Nazi officials responsible for atrocities or for maltreatment of French prisoners and deportees, will be sought out for punishment, just as though the crimes were committed on French soil, Cassin said. The same procedure, he added, will be followed with regard to foreigners forcibly removed from French territory to Nazi camps in Germany and Poland, since as residents of France they are deemed under French protection.

These deportees from France include fully 70,000 Jews of foreign nationality, who either immigrated to France before the war or sought refuge here after the fighting began. Cassin made it clear that France proposes to avenge the crimes against these people. The French agency for the investigation of war crimes has already indicted Nazi officials held responsible for the deportation of Spanish Republican refugees from France to Spain, and officials here have asked the United Nations War Crimes Commission for their punishment. Similar charges are expected to be preferred against those responsible for the deportation of Jews and others.

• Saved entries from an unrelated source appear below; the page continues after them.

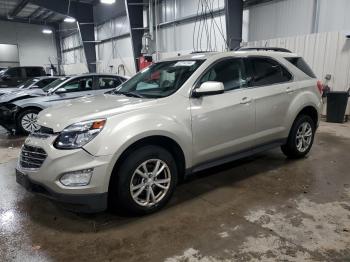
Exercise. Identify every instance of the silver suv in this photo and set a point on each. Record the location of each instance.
(129, 148)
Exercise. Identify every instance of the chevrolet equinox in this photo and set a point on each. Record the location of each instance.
(129, 148)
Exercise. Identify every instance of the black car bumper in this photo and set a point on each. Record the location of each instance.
(91, 203)
(8, 116)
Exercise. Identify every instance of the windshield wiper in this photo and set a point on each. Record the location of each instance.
(132, 94)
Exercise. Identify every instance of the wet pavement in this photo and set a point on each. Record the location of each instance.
(263, 208)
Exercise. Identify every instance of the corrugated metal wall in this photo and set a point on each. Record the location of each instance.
(73, 56)
(326, 53)
(115, 53)
(282, 18)
(185, 37)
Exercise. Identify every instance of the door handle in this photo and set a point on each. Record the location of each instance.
(289, 90)
(246, 100)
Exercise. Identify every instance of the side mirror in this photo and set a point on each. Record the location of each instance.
(61, 90)
(209, 88)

The government, however, has not yet publicly stated its policy with respect to the punishment of Nazi officials for crimes committed against Axis nationals, including Jews. Such crimes, according to the general opinion here, do not commission has asked France, as well as other participating governments, for definite instructions on this issue.

AUTHORITIES REFUSE PERMISSION TO FOREIGN JEWS TO RETURN TO FRANCE

The Central Service for Deported Jews announced today it had been authorized by the French Repatriation Mission to recruit Jews of French citizenship to Serve in the work of repatriating deported Jews. The mission is an official agency, and its representatives wear uniforms and work in close cooperation with the military authorities in the reception and care of repatriates.

French prisoners who escaped from Nazi prison camps in recent months have reported the presence of numerous French Jewish prisoners in labor camps, and it is hoped here that a number of Jewish deportees may eventually return. But there is no definite information whether any of the foreign Jews deported from France have survived. Nor has the government disclosed its policy with regard to this class of prisoners, if any do survive and try to reach their old homes here.

After four years of enemy occupation and intensive Nazi propaganda, France doesn’t feel overly friendly toward foreigners, particularly Jews. There is also a strong sentiment here that foreigners would take jobs and positions which should go to French prisoners and deportees.

So far, there are two conflicting precedents in this issue. The first is the fact that the government has given assurances that children of foreign nationality, who were formerly residents of France but were sent to Switzerland for safety, will be permitted to return. The families of many of these children were deported. and hundreds of them are now orphaned. The second precedent concerns the number of Jews of foreign nationality, who were legally domiciled here before the war and many of them with children serving in the French army, who escaped from France to North Africa at the time of this country’s collapse. Despite numerous interventions, the authorities so far have refused them permission to return.